P. Trainer*a (Prof), C. Ferrara-Cooka (Dr), A. Ayalaa (Dr), R. Luob (Ms), S. Millera (Ms), Y. Wanga (Mr), M. Hernandez-Illasc (Dr), S. Sturthersd (Dr), S. Betzd (Dr), A. Krasnerd (Dr)

a Crinetics Pharmaceuticals, San Diego, UNITED STATES ; b Crinetics Pharmaceuticals, San Deigo, UNITED STATES ; c QPS, Miami, UNITED STATES ; d Crinetics, San Diego, UNITED STATES

* ptrainer@crinetics.com

CRN04894 is a potent, orally bioavailable, nonpeptide Melanocortin type 2 Receptor (MC2R) antagonist that is >1000-fold selective for MC2R (exclusively expressed in the adrenal cortex) over other MCR subtypes.

We report results from a randomized, double-blinded, placebo-controlled (6 active:3 placebo/cohort), multiple ascending dose (40, 60 & 80 mg) study in health volunteers evaluating the safety, pharmacokinetics, and pharmacodynamics of oral, once-daily CRN04894 administered at 22:00 for 10 days. Serum cortisol was measured daily at 08:00 and circadian rhythm studies were undertaken at baseline and on days 1-2, 4-5, 9-10. An IV 1 mcg ACTH (1-24) test was undertaken on day 11, 8 hours after the last dose of CRN04894. The protocol defined glucocorticoid deficiency as an 08:00 cortisol of <5 mcg/dl and triggered the addition of hydrocortisone (10 mg 08:00, 5 mg 14:00) to ongoing CRN04894 dosing.

CRN04894 was rapidly orally absorbed (Tmax 0.5-1.5 hour), and demonstrated a dose dependent increase in systemic exposure, with a T1/2 of ~24 hours. In the 80 mg cohort mean 24-hour AUC for serum cortisol and androstenedione fell by 51% and 40% respectively at day 10 compared to baseline. In addition, median 24-hour UFC decreased by 75%, while 24-hour mean AUC for plasma ACTH increased ~5-fold compared to baseline. In the 80 mg cohort the median peak cortisol in response to the day 11 ACTH stimulation test was 12 mcg/dl and in all subjects was <18 mcg/dl (500 nmol/l), the cut-off used to diagnose adrenal insufficiency. These analyses include data from 2 out of 6 subjects who received hydrocortisone replacement per protocol while treated with CRN04894 in the 80 mg cohort.
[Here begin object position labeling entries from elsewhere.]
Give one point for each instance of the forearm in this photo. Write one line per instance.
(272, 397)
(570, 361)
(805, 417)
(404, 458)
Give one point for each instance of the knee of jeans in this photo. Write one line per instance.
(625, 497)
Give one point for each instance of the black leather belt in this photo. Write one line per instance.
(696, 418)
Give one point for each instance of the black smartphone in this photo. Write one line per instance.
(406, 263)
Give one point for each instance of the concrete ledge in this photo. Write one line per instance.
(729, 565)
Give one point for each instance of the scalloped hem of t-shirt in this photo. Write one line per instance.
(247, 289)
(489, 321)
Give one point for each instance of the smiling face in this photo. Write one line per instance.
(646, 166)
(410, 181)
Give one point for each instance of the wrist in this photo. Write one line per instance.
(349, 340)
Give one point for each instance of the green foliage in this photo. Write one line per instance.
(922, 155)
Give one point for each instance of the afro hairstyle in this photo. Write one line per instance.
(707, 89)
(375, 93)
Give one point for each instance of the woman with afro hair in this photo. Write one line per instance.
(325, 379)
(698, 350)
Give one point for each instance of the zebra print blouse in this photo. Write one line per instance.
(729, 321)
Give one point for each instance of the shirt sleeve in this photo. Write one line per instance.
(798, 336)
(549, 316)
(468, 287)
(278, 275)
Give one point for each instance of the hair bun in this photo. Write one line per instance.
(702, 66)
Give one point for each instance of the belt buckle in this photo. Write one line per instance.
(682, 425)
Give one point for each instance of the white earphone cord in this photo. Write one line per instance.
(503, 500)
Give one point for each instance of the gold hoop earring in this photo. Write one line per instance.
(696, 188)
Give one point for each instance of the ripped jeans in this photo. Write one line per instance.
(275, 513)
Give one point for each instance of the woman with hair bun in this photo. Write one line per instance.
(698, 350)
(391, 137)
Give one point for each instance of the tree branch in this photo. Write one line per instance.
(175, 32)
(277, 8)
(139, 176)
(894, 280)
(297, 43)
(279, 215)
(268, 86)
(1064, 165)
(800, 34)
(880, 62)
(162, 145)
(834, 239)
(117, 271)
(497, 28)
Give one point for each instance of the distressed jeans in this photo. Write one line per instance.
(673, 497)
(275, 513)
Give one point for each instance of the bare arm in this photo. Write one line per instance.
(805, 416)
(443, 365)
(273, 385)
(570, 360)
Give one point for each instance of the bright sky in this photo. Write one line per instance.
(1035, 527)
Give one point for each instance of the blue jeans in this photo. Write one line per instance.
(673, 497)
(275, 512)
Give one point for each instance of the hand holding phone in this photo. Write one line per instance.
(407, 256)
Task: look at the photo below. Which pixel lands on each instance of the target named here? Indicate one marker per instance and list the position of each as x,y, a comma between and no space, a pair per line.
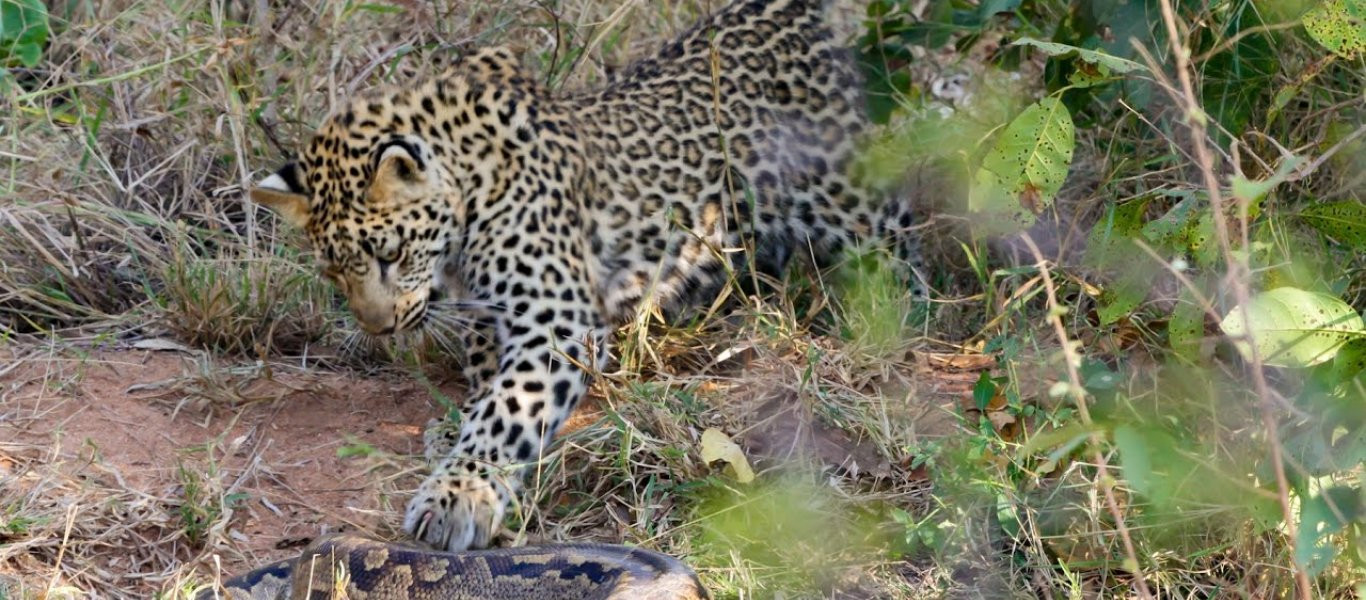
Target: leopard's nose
374,320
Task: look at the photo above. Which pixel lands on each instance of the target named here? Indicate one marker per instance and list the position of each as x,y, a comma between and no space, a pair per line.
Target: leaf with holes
1186,327
1292,327
1026,166
1339,25
1344,222
1111,249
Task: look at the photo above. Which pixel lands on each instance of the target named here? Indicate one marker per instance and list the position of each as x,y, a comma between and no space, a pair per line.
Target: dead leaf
717,446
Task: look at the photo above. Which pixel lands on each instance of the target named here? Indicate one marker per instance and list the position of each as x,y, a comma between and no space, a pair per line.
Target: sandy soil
92,448
127,420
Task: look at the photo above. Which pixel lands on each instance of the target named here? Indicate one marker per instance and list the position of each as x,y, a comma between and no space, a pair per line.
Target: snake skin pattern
359,569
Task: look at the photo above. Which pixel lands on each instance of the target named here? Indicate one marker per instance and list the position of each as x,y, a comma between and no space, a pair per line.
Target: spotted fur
558,216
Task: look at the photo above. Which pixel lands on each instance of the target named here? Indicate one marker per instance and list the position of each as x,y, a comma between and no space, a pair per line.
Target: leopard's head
381,189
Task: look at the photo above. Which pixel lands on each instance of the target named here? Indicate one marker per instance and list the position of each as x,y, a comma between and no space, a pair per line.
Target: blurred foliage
1100,137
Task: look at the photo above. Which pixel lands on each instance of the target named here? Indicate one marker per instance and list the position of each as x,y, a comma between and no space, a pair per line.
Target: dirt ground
108,451
127,420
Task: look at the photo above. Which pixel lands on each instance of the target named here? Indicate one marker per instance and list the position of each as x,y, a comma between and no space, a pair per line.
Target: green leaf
1339,25
1135,458
1113,64
1026,166
1321,518
1344,222
1350,360
1292,327
23,32
1111,249
1186,328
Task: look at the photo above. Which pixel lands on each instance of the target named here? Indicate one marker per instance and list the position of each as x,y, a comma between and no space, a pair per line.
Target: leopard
551,217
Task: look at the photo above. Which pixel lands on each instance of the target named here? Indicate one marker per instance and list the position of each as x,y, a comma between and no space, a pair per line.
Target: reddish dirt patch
129,418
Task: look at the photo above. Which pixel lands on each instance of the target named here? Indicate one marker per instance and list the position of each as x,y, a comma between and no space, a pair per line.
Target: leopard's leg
899,235
480,345
537,383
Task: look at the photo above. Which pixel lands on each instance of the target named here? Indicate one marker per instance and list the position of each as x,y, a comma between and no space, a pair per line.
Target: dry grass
124,159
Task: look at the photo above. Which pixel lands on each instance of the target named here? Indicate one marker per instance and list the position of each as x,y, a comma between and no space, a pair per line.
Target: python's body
359,569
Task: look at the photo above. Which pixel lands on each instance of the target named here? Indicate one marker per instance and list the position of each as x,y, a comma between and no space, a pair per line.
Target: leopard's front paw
455,511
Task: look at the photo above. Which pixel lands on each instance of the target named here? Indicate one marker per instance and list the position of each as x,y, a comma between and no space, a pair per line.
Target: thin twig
1077,391
1238,269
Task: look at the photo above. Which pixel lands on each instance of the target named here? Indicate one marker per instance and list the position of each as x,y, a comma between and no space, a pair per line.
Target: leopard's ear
283,193
402,172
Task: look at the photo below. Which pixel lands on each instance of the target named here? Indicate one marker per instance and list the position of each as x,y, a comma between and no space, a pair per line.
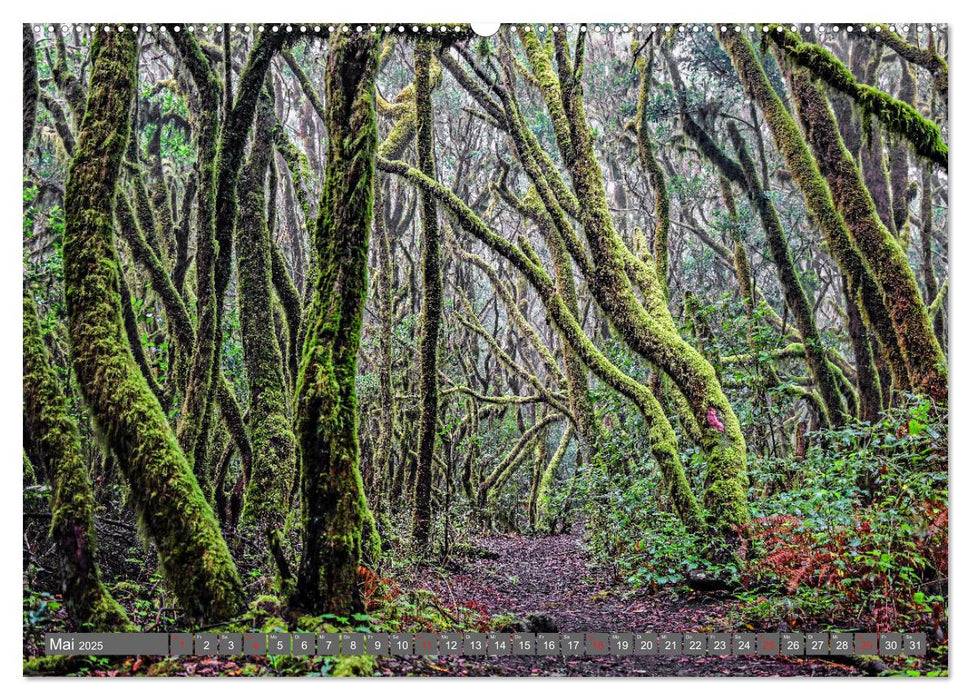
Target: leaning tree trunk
336,520
54,441
165,495
431,309
274,445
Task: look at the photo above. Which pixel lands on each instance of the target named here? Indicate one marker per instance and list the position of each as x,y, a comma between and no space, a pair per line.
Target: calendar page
547,349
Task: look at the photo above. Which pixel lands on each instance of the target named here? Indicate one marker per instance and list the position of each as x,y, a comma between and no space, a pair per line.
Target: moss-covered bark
928,58
926,249
336,519
867,376
195,414
170,506
926,365
792,289
900,162
649,334
53,435
274,446
430,319
383,458
645,153
661,437
895,115
805,172
31,87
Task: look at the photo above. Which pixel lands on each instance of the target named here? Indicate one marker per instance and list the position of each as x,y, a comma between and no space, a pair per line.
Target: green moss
430,318
53,436
545,485
928,59
31,87
649,333
354,666
862,285
271,477
334,509
924,359
661,436
645,152
896,115
835,413
166,497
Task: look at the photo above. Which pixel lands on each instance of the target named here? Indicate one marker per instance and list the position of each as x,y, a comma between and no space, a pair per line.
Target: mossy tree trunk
430,320
925,362
51,438
862,285
792,289
165,495
274,446
661,436
652,335
336,519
CRN04894 was well tolerated, and all adverse events (AEs) were considered mild or moderate and there were no serious AEs. Biochemical glucocorticoid deficiency, as defined above, was the most common treatment-related adverse event, although no symptoms of clinical adrenal insufficiency were reported.

In summary, treatment with CRN04894 was well tolerated and resulted in meaningful suppression of cortisol and androstendione secretion despite exposure to persistent endogenous and acute exogenous ACTH challenges in healthy volunteers. Studies are planned in patients with Cushing’s disease and CAH.

The author has declared no conflict of interest.